As for himself, he rejects entirely the idea any kind of external deity controlling things with an outstretched hand. “We’re not seeing an outstretched hand at the moment in Aleppo, and we certainly didn’t see it in the 1940s in Poland and Germany, so I’ve never believed in an interventionist God.”
He finds little to be optimistic about in the political events of the last year or so; he voted against Brexit and is horrified by Donald Trump’s election. “To my mind, an awful lot of people were fooled about what could come about but what won’t,” he says, pointing to the claims made on the Leave campaign’s bus. “I was horrified because there wasn’t a real argument being made, there were all these lies. There was a gigantic omission of discussion about what a post-Brexit universe might look like, and now we’ve got this government led by someone who was never destined to be a leader, who can’t decide.”

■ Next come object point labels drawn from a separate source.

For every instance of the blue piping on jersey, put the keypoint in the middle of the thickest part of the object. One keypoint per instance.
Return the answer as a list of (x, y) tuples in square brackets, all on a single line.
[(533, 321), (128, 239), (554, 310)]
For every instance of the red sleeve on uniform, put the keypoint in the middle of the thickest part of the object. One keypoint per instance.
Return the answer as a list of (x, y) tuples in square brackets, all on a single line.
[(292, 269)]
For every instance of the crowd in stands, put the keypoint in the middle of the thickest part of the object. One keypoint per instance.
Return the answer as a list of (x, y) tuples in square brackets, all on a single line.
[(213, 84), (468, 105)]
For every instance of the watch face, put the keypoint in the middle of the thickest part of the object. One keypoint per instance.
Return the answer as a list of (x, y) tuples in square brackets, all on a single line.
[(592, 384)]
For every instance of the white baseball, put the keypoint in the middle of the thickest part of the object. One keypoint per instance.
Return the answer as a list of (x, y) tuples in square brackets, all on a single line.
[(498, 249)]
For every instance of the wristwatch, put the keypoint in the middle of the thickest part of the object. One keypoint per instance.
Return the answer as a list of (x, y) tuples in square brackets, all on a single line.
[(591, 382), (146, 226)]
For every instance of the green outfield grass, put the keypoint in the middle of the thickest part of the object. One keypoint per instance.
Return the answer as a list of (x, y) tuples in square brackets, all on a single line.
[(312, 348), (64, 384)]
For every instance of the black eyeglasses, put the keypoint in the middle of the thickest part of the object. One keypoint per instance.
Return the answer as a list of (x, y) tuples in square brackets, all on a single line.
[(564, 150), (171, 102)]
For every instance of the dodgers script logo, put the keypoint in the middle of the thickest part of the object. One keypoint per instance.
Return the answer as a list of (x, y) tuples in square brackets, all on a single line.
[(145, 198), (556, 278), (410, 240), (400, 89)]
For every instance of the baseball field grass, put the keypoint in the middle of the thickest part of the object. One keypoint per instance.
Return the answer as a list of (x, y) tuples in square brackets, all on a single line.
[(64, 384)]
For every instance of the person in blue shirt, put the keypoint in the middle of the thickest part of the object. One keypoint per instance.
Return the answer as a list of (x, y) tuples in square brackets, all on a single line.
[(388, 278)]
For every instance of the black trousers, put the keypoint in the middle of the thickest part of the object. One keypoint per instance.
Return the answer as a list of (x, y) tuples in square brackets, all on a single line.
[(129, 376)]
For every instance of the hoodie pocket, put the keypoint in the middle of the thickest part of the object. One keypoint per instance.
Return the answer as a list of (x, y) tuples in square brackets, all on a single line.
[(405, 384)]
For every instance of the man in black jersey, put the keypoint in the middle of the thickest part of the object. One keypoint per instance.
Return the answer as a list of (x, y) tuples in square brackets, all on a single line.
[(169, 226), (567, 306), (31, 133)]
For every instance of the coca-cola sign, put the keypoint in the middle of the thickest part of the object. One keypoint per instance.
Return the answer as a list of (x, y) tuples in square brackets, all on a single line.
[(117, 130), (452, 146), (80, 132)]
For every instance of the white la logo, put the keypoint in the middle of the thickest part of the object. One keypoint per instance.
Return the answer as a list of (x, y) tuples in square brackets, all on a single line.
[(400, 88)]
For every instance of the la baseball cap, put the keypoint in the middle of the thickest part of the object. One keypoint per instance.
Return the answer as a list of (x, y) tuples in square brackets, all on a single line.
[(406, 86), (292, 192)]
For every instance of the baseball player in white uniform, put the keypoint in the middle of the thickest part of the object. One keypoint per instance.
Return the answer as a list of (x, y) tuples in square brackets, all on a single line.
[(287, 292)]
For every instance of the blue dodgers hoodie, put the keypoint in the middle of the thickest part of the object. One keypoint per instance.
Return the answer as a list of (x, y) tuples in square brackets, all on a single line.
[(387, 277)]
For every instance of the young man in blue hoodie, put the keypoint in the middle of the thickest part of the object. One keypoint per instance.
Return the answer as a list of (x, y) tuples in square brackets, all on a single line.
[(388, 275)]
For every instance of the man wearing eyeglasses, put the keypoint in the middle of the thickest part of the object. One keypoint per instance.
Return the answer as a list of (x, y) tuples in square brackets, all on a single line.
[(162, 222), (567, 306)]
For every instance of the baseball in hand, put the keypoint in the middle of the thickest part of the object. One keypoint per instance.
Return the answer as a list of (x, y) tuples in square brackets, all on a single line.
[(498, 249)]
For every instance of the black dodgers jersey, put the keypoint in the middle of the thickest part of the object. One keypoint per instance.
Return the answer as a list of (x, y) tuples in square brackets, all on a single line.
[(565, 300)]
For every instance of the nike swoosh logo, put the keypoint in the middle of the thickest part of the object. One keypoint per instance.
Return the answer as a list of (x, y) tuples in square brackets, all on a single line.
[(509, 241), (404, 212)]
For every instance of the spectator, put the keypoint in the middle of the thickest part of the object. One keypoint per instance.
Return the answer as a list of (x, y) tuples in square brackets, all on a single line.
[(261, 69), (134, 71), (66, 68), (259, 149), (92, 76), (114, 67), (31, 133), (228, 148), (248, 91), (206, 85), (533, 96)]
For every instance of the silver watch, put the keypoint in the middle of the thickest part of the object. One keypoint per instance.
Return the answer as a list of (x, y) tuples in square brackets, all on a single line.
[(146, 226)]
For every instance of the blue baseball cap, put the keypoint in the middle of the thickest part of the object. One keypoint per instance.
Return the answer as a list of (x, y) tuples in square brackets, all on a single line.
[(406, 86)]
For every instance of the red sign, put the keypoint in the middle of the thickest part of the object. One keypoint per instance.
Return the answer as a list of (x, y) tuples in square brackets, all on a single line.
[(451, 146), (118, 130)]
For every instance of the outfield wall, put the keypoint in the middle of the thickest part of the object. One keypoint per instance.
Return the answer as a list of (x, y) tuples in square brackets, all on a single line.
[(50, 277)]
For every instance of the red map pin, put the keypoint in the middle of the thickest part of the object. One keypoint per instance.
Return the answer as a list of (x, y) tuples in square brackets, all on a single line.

Once a New Labour supporter, like many people he finds himself politically homeless today, sighing that the party is “running around like a whole flock of headless sheep”. “I’ve divorced myself from it, I’m hoping at some point there is a centre left party that I can throw my increasing weight behind,” he says. “I despair. People deserve better. In America and in Britain people deserve better leaders.” He happened to be filming Iannucci’s The Death of Stalin, about the scramble for power in the Soviet Union, “at the very same time the Conservatives were ripping themselves apart” in the wake of Brexit.
“It felt like we were taking their lines and putting Russian uniforms on it — it was hilarious,” he says.
He appears in it alongside such luminaries as Jeffrey Tambor, Michael Palin and Andrea Riseborough and Simon Russell Beale. “I walked in on the first day and they were all sitting at the table and I thought what an insane collection of people, how fantastic.” It marked a rare comedy appearance for Isaacs. “My mates think I’m funny but I’ve never done it on screen. I’m normally killing or being killed or raping on screen, so I was thrilled to get the call.”
As for 2017, he says he has all kinds of plans “but if I say them out loud they won’t come true. Even if I think them they won’t come true.” Such uncertainty is par for the course. “It’s an unfortunate side effect of having chosen a profession where I have almost no control of how my time maps out,” he says. “I keep the bags packed, keep the passport up to date and try and make sure my kids know what I look like.”